We detected increased CtIP protein levels after Pin1 depletion, or reduced amounts of CtIP upon Pin1 overexpression. Since prolyl isomerization by Pin1 was shown to regulate the stability of many of its target proteins, we speculated that Pin1 may accelerate CtIP turnover by promoting its proteasomal degradation. Indeed, CtIP polyubiquitination was severely compromised in both Pin1-depleted cells and in cells expressing the CtIP-2A mutant. This implies that CtIP is selectively polyubiquitinated upon isomerization by an as-yet-unidentified ubiquitin ligase.

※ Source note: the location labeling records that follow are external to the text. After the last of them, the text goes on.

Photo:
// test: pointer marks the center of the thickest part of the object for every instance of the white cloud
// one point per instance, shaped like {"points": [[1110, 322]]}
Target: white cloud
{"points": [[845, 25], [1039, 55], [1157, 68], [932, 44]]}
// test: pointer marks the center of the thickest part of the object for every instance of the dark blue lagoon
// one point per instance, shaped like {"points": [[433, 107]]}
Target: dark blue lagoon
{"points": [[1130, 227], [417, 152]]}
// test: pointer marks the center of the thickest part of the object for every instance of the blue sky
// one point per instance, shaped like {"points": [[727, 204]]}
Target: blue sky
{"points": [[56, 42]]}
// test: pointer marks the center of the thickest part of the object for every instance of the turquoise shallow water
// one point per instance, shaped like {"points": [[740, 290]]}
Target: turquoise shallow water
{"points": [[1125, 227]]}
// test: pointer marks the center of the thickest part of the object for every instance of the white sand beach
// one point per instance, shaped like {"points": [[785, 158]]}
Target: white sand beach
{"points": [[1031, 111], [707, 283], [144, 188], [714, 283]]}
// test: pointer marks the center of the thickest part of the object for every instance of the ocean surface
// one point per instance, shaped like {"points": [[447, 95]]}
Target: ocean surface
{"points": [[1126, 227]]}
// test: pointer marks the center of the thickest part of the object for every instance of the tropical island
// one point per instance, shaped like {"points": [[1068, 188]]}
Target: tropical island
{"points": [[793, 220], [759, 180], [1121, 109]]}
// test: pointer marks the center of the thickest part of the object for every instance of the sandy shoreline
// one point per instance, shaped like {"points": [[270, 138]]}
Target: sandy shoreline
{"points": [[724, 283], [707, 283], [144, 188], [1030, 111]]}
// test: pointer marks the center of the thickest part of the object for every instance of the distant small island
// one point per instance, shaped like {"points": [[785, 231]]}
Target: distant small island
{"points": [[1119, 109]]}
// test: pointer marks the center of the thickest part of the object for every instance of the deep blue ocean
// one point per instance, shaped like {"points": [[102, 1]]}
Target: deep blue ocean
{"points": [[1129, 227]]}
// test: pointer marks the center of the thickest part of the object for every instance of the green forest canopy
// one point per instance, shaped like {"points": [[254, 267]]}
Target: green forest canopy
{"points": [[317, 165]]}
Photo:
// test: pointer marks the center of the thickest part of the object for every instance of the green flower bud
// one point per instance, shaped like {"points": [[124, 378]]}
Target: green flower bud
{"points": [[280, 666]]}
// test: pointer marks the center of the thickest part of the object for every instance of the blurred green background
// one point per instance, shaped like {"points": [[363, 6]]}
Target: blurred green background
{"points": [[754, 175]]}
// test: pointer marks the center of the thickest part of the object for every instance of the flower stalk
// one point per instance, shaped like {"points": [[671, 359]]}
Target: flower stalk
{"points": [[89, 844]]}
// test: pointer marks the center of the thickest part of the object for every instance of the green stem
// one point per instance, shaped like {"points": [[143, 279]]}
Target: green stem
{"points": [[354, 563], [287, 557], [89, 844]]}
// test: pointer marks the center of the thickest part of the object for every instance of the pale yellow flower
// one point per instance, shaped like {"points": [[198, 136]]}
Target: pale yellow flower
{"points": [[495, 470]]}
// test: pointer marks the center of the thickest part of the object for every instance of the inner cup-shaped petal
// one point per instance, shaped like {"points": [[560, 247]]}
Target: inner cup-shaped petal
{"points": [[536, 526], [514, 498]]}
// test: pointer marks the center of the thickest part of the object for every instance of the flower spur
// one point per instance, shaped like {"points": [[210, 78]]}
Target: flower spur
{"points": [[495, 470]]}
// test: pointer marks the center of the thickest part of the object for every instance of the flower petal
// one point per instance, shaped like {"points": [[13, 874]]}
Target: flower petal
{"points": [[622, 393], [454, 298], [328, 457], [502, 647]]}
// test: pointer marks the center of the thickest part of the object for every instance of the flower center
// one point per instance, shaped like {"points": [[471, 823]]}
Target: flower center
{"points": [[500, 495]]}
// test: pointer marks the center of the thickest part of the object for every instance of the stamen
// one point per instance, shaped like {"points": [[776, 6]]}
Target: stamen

Our data strongly link Pin1 to the DNA damage response, particularly in the regulation of DSB repair (Fig. 1). It remains to be seen whether other factors identified in our screen, such as BRCA1-BARD1 or 53BP1, key players in the regulation of DSB repair pathway choice⁸ that contain multiple phosphorylated S/T-P motifs, are also Pin1 targets.

Figure 1.

Model of Pin1-mediated restriction of DNA-end resection. During S/G₂ phase of the cell cycle, CtIP is phosphorylated at residue T315 by CDK2 and/or CDK1. This priming phosphorylation event is necessary for Pin1 binding to CtIP. Upon DSB formation, CtIP is further phosphorylated at residue S276 by an as-yet-unknown proline-directed kinase (e.g., MAPKs) and subsequently isomerized by Pin1. This conformational change promotes CtIP polyubiquitination, leading to its proteasomal degradation. In this way, Pin1 counteracts DNA-end resection and hence HR, thereby facilitating NHEJ. Our proteomics screen revealed that 53BP1 and BRCA1 could be additional Pin1 substrates. Due to their opposite roles in the regulation of DSB repair pathway choice, it will be interesting to determine whether Pin1-mediated isomerization may positively (53BP1) or negatively (BRCA1) modulate their functions in NHEJ and HR, respectively.